ATC codes: P01BA02
Cutaneous lupus erythematosus of unspecified type ICD11 code: EB5Z
Medicine type
Chemical agent
List type
Oral > Solid: 200 mg (as sulfate)
EML status history
First added in 2021
Adolescents and adults
Therapeutic alternatives
The recommendation is for this specific medicine
Patent information
Patents have expired in most jurisdictions
Expert Committee recommendation
The Expert Committee noted the reported prevalence of cutaneous lupus erythematosus and the fact that in its active form, it may lead to permanent damage (depigmentation and/or scarring) and is associated with considerable morbidity and impairment of quality of life. The Committee also noted that the current listing for hydroxychloroquine on the Model List is limited to use in children for the treatment of systemic lupus erythematosus, and that ophthalmological monitoring is recommended as a condition for its use. The Committee took into consideration that the approach to treating cutaneous lupus erythematosus is influenced by the subtype of disease and the presence of underlying systemic lupus erythematosus.
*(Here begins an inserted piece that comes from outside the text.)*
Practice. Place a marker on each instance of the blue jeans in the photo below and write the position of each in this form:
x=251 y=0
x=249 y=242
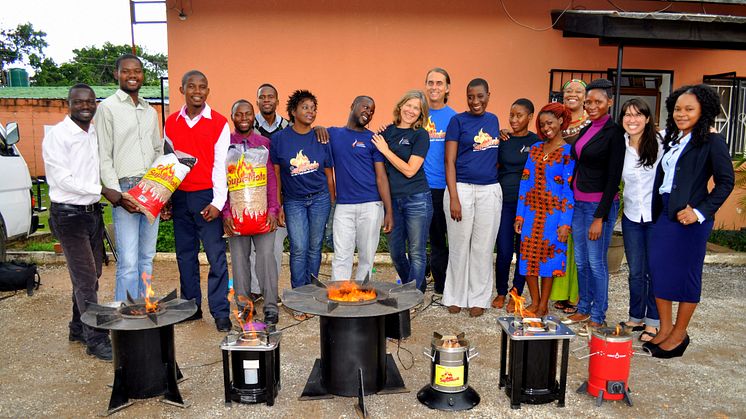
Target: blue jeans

The first-line therapy typically includes photoprotection and topical or intralesional corticosteroids, topical calcineurin inhibitors, systemic glucocorticoids and systemic antimalarial agents. The Committee noted that hydroxychloroquine showed better efficacy than placebo in treatment of cutaneous lupus erythematosus, and similar efficacy and a better safety profile than acitretin and chloroquine. The main safety issues with hydroxychloroquine include cardiotoxicity and an increased risk of irreversible retinopathy, affecting up to 7% of patients who use higher doses and who continue treatment for a longer time (several years). The Committee acknowledged the dosage recommendations in international guidelines to minimize the risk of retinal toxicity. The Expert Committee considered hydroxychloroquine to have an overall favourable benefit-to-risk ratio for use in the treatment of adults with cutaneous lupus erythematosus, to be generally affordable and widely available. Therefore, the Committee recommended its inclusion on the complementary list of the EML for this indication. In addition, the Committee also recommended hydroxychloroquine be included on the complementary list of the EML for the treatment of systemic lupus erythematosus in adults, given its beneficial effects on this condition. As was the case for listing on the EMLc, the Committee also recommended that the availability of ophthalmological monitoring be a condition for use in adults.